SOUTH AFRICA – Transnet Port Terminals (TPT) has embarked on an equipment acquisition drive with R3.9 billion (USD 214.7 million) investment, increasing the volumes of goods handled across its ports in the first six weeks of the 2024/2025 financial year.
The initiative is also focused on improving availability and reliability of the existing fleet during the first phase of the recovery plan.
The company announced on Friday that its container volumes had risen 10%, while bulk volumes and break-bulk volumes had increased by 5% and 17%, respectively, for the period as a result of its staff’s commitment to the group’s turnaround strategy.
The positive forecast is especially crucial given the ongoing peak citrus season. TPT’s container terminals have begun the citrus season with over 200 additional cargo coordinators and port workers, as well as additional capacity across participating terminals.
Mdaki said TPT would maintain good communication with depots and cold stores to achieve maximum flexibility regarding the opening stacks.
“It is crucial for the industry to make use of the entire 24-hour operational window at terminals to ensure a successful season.”
However, despite the remarkable growth, automotive volumes have declined 3% as a result of importers holding high stock levels that forced them to revise their orders. This comes on the back of lower car sales dampened by slow economic growth.
TPT chief executive Jabu Mdaki said compared to the last financial year, which ended on March 31, 2023, port performance was showing signs of recovery.

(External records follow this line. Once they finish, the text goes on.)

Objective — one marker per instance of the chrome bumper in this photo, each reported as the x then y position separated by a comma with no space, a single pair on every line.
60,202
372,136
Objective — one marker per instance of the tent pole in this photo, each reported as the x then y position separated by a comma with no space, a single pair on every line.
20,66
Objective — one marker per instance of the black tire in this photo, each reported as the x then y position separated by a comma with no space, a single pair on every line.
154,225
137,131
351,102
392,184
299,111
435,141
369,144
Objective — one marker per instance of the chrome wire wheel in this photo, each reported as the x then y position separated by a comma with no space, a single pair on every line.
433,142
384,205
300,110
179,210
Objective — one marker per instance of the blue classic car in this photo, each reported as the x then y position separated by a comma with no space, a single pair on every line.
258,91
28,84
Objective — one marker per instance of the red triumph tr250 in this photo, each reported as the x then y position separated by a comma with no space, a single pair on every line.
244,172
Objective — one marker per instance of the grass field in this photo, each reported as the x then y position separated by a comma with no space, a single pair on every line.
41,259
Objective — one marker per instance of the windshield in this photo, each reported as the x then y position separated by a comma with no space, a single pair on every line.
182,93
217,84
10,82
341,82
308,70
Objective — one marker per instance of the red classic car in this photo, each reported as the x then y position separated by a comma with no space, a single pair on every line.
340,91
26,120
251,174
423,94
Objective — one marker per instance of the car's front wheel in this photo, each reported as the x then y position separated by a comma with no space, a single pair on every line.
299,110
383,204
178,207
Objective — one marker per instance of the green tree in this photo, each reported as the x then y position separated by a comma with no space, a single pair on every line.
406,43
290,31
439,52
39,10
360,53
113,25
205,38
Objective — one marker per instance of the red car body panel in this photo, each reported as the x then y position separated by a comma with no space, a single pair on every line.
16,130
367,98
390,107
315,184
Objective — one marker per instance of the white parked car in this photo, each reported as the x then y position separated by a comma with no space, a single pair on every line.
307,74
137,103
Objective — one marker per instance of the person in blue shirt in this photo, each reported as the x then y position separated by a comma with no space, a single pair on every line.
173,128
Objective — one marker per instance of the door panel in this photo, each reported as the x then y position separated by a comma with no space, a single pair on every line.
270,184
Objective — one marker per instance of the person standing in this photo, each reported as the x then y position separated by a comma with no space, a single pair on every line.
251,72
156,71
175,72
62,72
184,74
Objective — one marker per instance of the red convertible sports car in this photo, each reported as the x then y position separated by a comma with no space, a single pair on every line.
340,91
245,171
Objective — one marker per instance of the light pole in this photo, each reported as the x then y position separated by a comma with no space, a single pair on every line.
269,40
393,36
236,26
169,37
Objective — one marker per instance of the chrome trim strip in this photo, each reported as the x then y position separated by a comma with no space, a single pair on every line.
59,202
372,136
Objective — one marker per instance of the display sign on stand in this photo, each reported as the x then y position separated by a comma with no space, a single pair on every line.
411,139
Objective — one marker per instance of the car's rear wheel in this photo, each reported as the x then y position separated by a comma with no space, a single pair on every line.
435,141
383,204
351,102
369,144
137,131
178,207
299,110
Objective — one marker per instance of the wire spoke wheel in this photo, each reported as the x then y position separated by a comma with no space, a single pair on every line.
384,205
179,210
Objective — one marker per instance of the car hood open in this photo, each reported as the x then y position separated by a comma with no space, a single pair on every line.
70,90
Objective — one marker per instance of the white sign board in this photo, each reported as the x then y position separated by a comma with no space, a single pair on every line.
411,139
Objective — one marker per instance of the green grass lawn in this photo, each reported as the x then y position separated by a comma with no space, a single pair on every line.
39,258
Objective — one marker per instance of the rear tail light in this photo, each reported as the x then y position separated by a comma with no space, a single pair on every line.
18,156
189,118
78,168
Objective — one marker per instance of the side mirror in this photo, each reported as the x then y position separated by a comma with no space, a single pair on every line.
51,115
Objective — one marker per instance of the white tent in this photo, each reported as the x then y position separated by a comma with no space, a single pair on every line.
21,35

“A 24-hour maintenance regime is in place to secure the availability and reliability of existing equipment. Original equipment manufacturers are across all terminals providing technical support and supplying critical spares,” TPT said.
Mdaki added that the company was continuing to collaborate with its customers to improve operational efficiency.

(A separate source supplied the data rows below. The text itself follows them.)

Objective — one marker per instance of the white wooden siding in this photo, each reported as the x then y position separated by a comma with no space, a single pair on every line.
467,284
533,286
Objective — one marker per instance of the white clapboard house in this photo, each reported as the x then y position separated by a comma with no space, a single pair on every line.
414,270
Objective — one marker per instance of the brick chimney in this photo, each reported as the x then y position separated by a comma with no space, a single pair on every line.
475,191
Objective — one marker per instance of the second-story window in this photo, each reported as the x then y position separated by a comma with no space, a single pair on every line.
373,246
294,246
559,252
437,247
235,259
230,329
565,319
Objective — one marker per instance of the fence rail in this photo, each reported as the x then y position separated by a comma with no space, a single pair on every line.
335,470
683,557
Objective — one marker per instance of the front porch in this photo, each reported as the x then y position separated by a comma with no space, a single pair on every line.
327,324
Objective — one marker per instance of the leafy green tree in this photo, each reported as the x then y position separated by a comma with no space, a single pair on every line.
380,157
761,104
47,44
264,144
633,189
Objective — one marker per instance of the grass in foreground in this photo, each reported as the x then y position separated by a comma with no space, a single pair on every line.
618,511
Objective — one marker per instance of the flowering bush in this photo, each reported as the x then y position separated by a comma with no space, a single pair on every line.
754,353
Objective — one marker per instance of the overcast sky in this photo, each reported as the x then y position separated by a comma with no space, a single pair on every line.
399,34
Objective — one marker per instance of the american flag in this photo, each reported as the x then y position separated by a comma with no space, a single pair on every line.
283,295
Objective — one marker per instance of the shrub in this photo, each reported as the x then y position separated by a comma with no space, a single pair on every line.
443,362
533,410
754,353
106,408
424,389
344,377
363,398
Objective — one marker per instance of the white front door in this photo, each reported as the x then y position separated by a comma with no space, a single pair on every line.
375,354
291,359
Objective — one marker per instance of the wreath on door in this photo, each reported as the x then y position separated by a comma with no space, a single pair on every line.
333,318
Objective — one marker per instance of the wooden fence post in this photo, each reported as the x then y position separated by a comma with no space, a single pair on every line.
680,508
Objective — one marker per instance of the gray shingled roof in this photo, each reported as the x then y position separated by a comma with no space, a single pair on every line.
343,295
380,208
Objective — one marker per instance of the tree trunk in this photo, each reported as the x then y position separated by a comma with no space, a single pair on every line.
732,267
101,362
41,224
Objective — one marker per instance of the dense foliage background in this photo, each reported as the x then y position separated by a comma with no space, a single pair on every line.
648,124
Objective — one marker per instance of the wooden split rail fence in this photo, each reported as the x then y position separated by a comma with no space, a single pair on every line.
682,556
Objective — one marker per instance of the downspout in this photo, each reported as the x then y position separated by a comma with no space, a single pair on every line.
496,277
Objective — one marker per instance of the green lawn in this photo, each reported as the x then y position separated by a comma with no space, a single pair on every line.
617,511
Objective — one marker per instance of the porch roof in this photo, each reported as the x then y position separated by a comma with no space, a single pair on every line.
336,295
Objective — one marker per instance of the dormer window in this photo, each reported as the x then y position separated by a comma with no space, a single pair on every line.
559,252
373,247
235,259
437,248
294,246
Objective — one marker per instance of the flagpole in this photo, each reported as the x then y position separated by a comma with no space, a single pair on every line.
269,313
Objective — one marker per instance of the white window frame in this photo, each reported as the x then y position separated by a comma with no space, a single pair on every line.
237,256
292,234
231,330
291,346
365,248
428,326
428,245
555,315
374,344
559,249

“While weather continues to disrupt operations, contingency plans are sufficient and integrated planning and collaboration engagements with customers and industry are ongoing.”
Support from customers has included the supply of equipment, the identification of equipment available globally for purchase, the urgent transportation of equipment, and terminal partnership programmes that promote world-class planning and execution.
Towards zero emissions
Meanwhile, Zero Carbon Charge, a renewable energy company, plans to build 120 truck charging stops along South Africa’s main trucking routes, starting with its recently launched N3 project as an incentive t increase electric trucks in the country.
According to Joubert Roux, co-founder of the renewable energy company, multiple countries, including South Africa are leaning towards electric trucks as a tangible solution to reducing carbon emissions and operating costs in the transport sector.
“Several manufacturers have introduced electric trucks into the South African market, and retail giants like Takealot, Shoprite and Woolworths have started to include them in their fleets to varying degrees,” he explained.
On Tuesday, May 21, Daimler Truck SA, targeting exclusively zero-emissions trucks in the EU by 2039, will be holding an e-mobility event that will dominate the daily road freight agenda in Gauteng.
“Our data shows that over 8 500 trucks drive the busy N3 route between Johannesburg and Durban daily,” stated Roux.
Substituting an electric vehicle on this route, in his view, would save an estimated 670kg in CO2 emissions each. But there is also significant added value in a move to electric trucks, with savings on fuel and fuel import costs.